Throughout Tim’s life, whether he was working on town, church or college committees, or in his role as a business leader, Tim was a facilitator, bringing people together in calm, rational, and at times humorous, discourse. He said it himself at age 11 when he editorialized on “Cooperation” in The Lovell News. He wrote: “Cooperation is not only two people working together, but they must be willing and cheerful about it. Each person must lift his corner in the great game of life. We would not have any great football teams if it were not for cooperation. We would not have any well-organized clubs or towns either.”

Little did Tim know at the age of 11 that he would lift more than his share of a corner in this great game of life, and that so many people would be the beneficiaries of his efforts. He always put family first and relished wearing the many hats of father, son, grandfather and great-grandfather, and was perhaps happiest when his extended family joined him on vacations in exciting locales.

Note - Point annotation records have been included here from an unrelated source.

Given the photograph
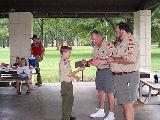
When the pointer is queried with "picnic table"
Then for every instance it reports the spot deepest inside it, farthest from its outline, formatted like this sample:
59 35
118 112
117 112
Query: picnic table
8 75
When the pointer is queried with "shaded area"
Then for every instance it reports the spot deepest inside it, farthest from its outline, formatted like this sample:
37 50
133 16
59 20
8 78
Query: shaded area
44 103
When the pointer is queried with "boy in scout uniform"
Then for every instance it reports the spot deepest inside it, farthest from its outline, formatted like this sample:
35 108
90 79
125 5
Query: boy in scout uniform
66 77
104 84
125 70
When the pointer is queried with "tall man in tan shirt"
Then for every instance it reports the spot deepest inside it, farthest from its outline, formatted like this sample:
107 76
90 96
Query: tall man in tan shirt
125 69
104 83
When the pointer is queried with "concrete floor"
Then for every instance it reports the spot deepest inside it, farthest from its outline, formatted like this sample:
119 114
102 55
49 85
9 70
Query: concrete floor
44 103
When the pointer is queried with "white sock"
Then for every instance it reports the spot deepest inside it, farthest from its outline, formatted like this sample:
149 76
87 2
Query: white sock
101 110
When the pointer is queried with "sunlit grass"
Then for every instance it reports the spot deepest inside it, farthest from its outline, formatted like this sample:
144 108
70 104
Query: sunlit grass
49 66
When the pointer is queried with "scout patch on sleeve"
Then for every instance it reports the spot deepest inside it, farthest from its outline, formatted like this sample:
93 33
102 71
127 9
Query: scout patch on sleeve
130 45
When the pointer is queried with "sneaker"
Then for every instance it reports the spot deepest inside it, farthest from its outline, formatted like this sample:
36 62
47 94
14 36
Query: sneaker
110 116
99 113
38 84
18 92
72 118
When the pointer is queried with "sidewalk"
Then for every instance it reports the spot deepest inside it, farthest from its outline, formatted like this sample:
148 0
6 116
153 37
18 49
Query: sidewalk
44 103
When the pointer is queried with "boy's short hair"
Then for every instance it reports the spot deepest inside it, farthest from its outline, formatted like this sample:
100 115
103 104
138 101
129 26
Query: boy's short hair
123 26
64 49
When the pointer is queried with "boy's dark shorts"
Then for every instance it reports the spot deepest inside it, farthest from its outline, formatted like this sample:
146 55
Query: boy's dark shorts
104 80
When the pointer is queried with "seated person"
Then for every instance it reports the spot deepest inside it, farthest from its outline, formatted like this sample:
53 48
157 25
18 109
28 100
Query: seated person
16 64
3 65
24 73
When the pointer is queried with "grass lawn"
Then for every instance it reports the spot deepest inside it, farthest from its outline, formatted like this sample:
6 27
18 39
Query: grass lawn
49 66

From Steve Sousa, president of the Massachusetts Board of Real Estate Appraisers, and former vice president of The Warren Group:

I always envision Tim Sr. as a man of great character, warmth and charm – a gentleman whose smile brightened the office and his sincere interest in people around him set an example for me.

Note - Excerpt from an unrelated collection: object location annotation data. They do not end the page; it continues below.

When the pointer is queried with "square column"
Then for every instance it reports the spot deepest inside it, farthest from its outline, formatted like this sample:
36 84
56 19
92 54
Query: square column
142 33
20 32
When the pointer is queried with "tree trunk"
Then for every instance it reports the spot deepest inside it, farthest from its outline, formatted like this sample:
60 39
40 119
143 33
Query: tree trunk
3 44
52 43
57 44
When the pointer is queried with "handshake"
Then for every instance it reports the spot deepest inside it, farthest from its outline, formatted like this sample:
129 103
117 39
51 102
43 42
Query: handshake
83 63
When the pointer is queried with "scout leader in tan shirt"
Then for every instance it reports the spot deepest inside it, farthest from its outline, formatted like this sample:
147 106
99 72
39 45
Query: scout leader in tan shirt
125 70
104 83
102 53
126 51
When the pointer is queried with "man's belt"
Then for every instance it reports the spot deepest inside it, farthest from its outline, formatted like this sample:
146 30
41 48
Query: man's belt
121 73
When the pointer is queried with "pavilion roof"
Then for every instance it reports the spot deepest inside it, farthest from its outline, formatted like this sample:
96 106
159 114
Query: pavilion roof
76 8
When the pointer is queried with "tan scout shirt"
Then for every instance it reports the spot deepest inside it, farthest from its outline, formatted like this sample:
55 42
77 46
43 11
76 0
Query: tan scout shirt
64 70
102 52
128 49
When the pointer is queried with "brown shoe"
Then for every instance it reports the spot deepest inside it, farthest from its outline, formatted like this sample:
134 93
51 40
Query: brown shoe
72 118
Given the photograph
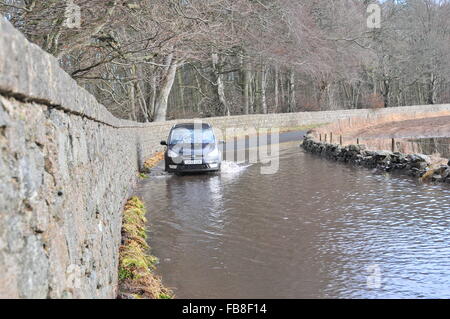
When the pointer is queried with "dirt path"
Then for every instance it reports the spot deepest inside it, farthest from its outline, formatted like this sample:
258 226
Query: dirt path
427 127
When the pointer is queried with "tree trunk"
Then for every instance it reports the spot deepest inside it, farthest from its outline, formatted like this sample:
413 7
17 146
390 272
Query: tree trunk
264 71
283 93
166 87
292 101
276 97
385 92
431 98
181 88
220 85
246 88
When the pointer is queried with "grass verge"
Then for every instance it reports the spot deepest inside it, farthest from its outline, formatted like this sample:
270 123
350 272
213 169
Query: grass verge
154 160
136 266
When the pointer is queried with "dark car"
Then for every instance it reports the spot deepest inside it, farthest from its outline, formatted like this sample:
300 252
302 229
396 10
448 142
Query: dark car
192 147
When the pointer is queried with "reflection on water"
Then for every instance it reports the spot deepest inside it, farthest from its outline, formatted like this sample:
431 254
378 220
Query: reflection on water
310 231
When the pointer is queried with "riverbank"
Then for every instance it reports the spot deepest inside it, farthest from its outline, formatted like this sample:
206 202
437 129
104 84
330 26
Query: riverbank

From Alan Pasnik, long-time family friend and Warren Group employee:

Before the dawn of the computer age at The Warren Group (pre–1986), we had a group of middle (and beyond) -aged women who staffed the “typing pool” and the production group that prepared the page boards for the weekly production of the newspapers. Per Tim Sr.’s view of the world, there was no “retirement age.” Tim Sr. was extremely popular with this group; he knew everything about each and every one of them – their birthdays, their children’s and grandchildren’s names – because he made a point to genuinely “chat them up” every day that he was here, regardless of any other pressing business matters.  

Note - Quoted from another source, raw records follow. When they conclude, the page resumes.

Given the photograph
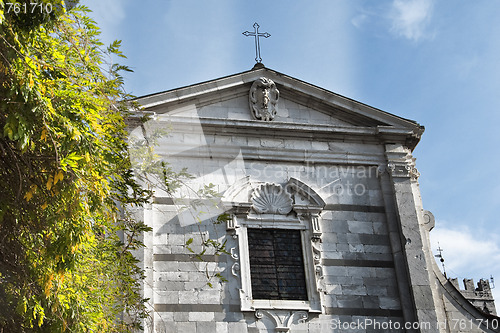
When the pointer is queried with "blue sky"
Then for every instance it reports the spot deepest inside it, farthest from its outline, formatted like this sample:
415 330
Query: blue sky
436 62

Many of the people in this group died with their boots on, or didn’t retire until they physically couldn’t perform the work anymore, I’m sure out of a sense of loyalty and a sense of “specialness” that Tim bestowed on them. One woman who worked in this group, Virginia Coulter, was responsible for the “paste-up” of the records section in Banker & Tradesman. She worked here for 72 years, from the time she was 16 until she was 89, maybe a year or two before she died. She was hired by Tim Sr.’s grandfather, the founder of the company, at which time Tim Sr. was an infant.

Long after Tim Sr. turned over the presidency reigns to Tim Jr., he would still come to the office, particularly on Friday and Tuesday, the days that Virginia was doing her paste-up work, and he inevitably would perform his “rounds.” Sometimes, he would  good-naturedly critique Virginia on how she was performing her duties, always with that loving glint in his eyes.

Virginia was strong-willed and feisty and certainly knew how to do her job. On more than one occasion, I heard her reply, “Tim, despite your lofty title of chairman of the board, I want to remind you that when you first came to this company, I was the one enlisted to change your diapers.  I didn’t accept any crap from you then and I won’t now.”  All this to the complete delight of anyone within hearing range, particularly Mr. Sr. himself.


From Duncan Todd, publisher of The Horn Book:

Tim Warren Sr. was always the gentleman – sage and generous with his advice and good humor. In all our interactions, whether considering the challenges and opportunities of The Horn Book or crafting a publication for print, his intellect, insight, and respectfulness were examples to me that had a much greater effect on my own development than he could ever have realized. I thank him greatly for the example he set for all of us.


From Nena Groskind, former editor at The Warren Group:

I think about the ease and grace he demonstrated as he edged himself out to let Tim Jr. take over. Transitions like that can be difficult, but he made it seem effortless and natural. It was a lot of little things. At staff meetings, Tim Jr. would run the meeting. Over time, it just became clearer and clearer that Tim Jr. was in charge. For someone who’s run a company for so long, he was just so elegant in how he handed over the company.


From Linnea Blair, Warren Group human resources manager:

To me, he was, simply, the best man.